Large Input Size to UNet model without Overlap Patching

Hi, I am trying to make a GAN model that takes an image and output an image. The model converged successfully and I can perform inference. However, my input resolution is so big (6000x8000) and I got not enough memory error. Resizing the image to lower resolution gives not good result. I tried to cut the images into smaller overlapping patches to inference, the result at each patch looked better. But when I merged the patches into the final output, there is a noticeable difference at the border and overlapping of the patches, so the image looked not whole. At present, my only solution is to feed the whole image.

I would like to ask if there is any method to inference on large input size with memory constraints, maybe saving immediate results to other storage like RAM, swap or hard disk. I can accept that the processing time will be much higher.

Any help appreciated.

Hi Duc Hoa!

You refer to “UNet model” in your title, so I will reply in that context.

In the original U-Net paper the authors have been very careful to design the
U-Net architecture so that their “overlap-tile strategy” gives the exact same
result (up to round-off error) as passing the entire image through the U-Net
all at once.

I would recommend going through that paper carefully to understand how and
why this works and then modify your U-Net, if necessary, to work the same way.

U-Net was specifically designed this way so that it can be used with arbitrarily
large images, so this is the right solution to your problem.

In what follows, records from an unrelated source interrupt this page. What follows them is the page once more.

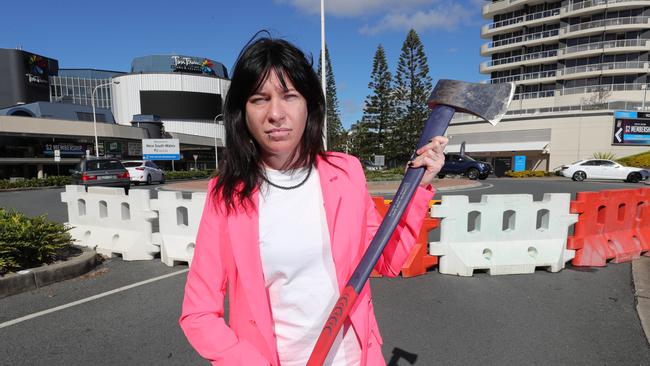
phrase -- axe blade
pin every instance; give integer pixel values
(487, 101)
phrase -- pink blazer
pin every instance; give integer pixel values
(227, 255)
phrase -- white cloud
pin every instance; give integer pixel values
(351, 8)
(447, 17)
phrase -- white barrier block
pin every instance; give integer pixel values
(108, 220)
(179, 220)
(503, 234)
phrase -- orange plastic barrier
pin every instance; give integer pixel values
(608, 226)
(419, 259)
(643, 223)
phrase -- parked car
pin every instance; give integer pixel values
(144, 171)
(465, 165)
(602, 169)
(107, 172)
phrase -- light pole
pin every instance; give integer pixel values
(216, 129)
(92, 101)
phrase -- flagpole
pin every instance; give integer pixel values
(322, 67)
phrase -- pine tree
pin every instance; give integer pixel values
(412, 89)
(360, 141)
(379, 107)
(335, 130)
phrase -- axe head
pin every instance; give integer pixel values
(487, 101)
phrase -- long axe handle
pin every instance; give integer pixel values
(435, 126)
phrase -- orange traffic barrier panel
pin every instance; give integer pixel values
(607, 228)
(419, 260)
(382, 208)
(643, 220)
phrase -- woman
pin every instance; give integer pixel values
(286, 223)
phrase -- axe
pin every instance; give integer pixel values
(487, 101)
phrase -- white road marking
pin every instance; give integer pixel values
(88, 299)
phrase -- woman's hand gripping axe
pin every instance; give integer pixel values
(487, 101)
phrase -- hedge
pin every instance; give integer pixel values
(388, 174)
(60, 181)
(29, 242)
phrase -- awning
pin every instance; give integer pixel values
(500, 146)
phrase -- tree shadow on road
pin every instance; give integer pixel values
(399, 354)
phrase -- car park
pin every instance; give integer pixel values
(602, 169)
(465, 165)
(144, 171)
(105, 172)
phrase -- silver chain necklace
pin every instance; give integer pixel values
(290, 187)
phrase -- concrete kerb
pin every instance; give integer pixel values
(641, 280)
(31, 279)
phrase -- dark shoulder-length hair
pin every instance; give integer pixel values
(241, 171)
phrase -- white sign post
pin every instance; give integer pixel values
(161, 149)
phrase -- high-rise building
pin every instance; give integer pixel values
(575, 63)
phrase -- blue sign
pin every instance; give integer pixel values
(625, 114)
(520, 163)
(631, 128)
(161, 156)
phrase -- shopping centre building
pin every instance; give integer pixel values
(575, 64)
(44, 108)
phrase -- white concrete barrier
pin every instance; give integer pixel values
(503, 234)
(113, 223)
(179, 222)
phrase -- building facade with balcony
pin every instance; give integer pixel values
(574, 63)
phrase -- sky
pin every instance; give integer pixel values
(107, 35)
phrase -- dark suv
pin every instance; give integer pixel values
(106, 172)
(464, 165)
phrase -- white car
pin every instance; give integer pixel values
(602, 169)
(144, 171)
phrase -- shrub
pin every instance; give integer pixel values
(527, 173)
(52, 181)
(388, 174)
(29, 242)
(189, 174)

Yes. A U-Net saves intermediate “images” as you go down the left side of
the U so that it can recombine them with the corresponding “images” as you
come back up the right side of the U.

You can modify your U-Net code so that you copy each tensor being saved
on the right side of the U to cpu ram (assuming that you have enough of that):

x_cpu = x_gpu.cpu()
x_gpu = None   # to free x_gpu's gpu memory

and then copy it back to the gpu when you need it again on the left side of
the U. (Of course, you still need to be able to fit whatever large “image” you
are actively working on in your gpu.)

Best.

K. Frank

1 Like

Hi Frank,
Thank you so much for your detailed response. I will modify as your suggestion and review the training and data augmentation process.